Pensions minister Steve Webb says there will be no “screeching U-turns” over the Government’s pension charge cap plans but admits its original timetable may have been unrealistic.
Speaking at a Headlinemoney dinner last night in London, Webb told journalists the Government was clear a market intervention was needed to ensure auto enrolment reforms delivered value for money for savers.
Webb’s comments follow last week’s revelation in the Financial Times that the Government was likely to delay the introduction of its charge cap, originally due to be introduced this April, by at least a year.

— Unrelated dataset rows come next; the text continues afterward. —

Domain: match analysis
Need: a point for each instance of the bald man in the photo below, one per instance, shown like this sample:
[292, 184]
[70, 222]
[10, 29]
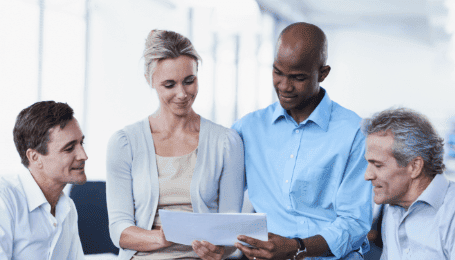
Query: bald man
[304, 160]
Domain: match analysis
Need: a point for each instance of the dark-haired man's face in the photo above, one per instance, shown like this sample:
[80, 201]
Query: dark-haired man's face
[65, 160]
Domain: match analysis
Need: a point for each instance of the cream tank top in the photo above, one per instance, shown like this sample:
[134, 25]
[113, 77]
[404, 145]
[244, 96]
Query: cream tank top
[174, 175]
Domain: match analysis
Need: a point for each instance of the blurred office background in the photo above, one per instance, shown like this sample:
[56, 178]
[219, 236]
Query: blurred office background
[383, 53]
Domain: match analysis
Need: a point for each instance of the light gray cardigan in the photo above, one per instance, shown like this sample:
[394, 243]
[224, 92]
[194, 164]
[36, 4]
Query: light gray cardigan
[132, 186]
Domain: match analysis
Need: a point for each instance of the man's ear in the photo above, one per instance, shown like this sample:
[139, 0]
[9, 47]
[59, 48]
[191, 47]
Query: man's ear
[34, 158]
[416, 167]
[323, 73]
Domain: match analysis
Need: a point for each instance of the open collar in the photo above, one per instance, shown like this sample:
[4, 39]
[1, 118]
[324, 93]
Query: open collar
[320, 115]
[435, 192]
[33, 193]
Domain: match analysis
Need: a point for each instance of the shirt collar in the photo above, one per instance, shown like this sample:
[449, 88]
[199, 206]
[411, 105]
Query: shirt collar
[320, 115]
[33, 193]
[435, 192]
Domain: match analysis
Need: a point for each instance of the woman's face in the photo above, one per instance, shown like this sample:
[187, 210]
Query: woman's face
[175, 81]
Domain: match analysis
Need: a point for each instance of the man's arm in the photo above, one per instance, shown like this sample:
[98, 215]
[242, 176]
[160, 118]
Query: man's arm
[6, 229]
[278, 247]
[353, 204]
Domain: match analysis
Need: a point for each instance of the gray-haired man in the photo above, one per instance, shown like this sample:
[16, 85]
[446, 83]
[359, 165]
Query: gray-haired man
[405, 166]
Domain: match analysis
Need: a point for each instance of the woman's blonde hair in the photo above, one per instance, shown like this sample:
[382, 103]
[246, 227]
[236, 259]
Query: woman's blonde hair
[161, 44]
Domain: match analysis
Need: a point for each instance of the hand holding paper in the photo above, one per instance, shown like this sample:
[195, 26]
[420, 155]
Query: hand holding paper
[216, 228]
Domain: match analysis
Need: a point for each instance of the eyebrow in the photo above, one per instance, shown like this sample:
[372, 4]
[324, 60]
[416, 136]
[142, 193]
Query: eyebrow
[291, 75]
[374, 161]
[66, 146]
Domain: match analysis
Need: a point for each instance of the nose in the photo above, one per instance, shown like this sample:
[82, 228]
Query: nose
[285, 84]
[81, 155]
[181, 92]
[369, 174]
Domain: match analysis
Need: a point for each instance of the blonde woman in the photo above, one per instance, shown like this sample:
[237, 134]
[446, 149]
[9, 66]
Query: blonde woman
[174, 159]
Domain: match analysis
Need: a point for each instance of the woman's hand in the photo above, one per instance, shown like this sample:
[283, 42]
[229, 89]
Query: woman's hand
[208, 251]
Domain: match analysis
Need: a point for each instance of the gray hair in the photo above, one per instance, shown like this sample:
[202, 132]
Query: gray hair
[413, 136]
[161, 44]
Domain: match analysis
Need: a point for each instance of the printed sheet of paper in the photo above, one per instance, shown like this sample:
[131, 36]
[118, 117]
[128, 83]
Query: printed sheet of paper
[216, 228]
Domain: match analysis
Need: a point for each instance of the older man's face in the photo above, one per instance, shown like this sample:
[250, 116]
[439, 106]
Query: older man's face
[390, 180]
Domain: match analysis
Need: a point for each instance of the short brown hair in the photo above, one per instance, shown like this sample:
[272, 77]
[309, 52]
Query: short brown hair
[33, 124]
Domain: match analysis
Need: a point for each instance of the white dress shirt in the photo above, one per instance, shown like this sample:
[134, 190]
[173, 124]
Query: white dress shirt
[427, 229]
[27, 228]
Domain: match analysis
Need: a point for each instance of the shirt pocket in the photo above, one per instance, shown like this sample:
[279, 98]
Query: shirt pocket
[313, 189]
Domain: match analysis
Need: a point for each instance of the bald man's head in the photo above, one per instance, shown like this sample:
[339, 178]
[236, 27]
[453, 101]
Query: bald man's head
[303, 41]
[299, 67]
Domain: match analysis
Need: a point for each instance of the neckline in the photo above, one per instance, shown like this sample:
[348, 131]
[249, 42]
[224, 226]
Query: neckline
[176, 157]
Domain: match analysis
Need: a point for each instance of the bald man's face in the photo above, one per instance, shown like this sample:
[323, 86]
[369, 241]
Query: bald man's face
[296, 74]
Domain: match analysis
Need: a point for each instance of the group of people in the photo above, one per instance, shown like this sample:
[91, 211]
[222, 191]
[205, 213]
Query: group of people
[307, 162]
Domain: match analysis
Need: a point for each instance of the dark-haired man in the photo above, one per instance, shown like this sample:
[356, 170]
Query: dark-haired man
[304, 160]
[405, 165]
[37, 220]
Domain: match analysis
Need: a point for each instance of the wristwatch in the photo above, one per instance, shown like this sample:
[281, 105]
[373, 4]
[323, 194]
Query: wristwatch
[302, 247]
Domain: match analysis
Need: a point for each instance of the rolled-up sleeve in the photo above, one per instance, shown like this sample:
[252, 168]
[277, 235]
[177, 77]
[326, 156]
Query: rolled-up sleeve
[119, 188]
[233, 175]
[353, 205]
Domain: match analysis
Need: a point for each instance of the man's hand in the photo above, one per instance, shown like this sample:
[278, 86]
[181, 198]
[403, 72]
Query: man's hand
[162, 240]
[277, 247]
[208, 251]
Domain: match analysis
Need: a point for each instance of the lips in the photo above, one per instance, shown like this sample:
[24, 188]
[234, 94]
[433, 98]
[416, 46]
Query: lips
[287, 98]
[80, 168]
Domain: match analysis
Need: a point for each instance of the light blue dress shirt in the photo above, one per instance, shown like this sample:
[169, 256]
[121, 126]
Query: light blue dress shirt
[426, 230]
[308, 177]
[28, 230]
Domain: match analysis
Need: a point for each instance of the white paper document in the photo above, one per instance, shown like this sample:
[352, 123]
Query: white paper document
[216, 228]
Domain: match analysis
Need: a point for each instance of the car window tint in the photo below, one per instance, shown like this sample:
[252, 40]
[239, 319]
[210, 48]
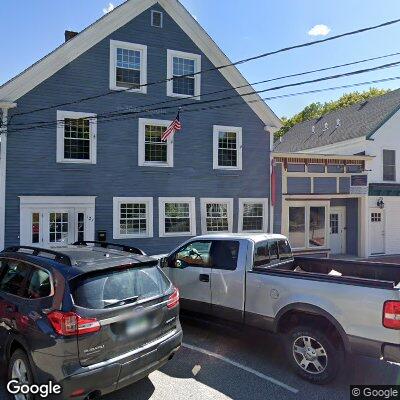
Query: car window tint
[104, 289]
[13, 277]
[39, 284]
[273, 251]
[261, 254]
[285, 252]
[195, 254]
[224, 254]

The Government consultation on introducing a cap was only published in October.
Webb said he had seen nothing in over 160 submissions to the consultation that changed his mind on the need for a cap but admitted the time scale outlined may not have been realistic in certain situations.
He said: “I have read the odd headline about screeching U-turns and I don’t recognise this. Clearly people have spoken to us about timing and it’s worth bearing in mind we have told firms to prepare for auto-enrolment at least 12 months ahead of doing it and we have had some feedback on our suggestion that we make some changes 12 weeks ahead of doing it, which were reasonable things that we will have to reflect on.”
Webb added the Government was grappling with technical details around the transition to the new rules and said it was “astonishing” auto enrolment was introduced without a definition of what a good quality scheme looks like.
He would not comment further on any delay but yesterday in the House of Lords, Government pensions spokesman Lord Bates said Webb would update Parliament this Thursday on his charge cap plans.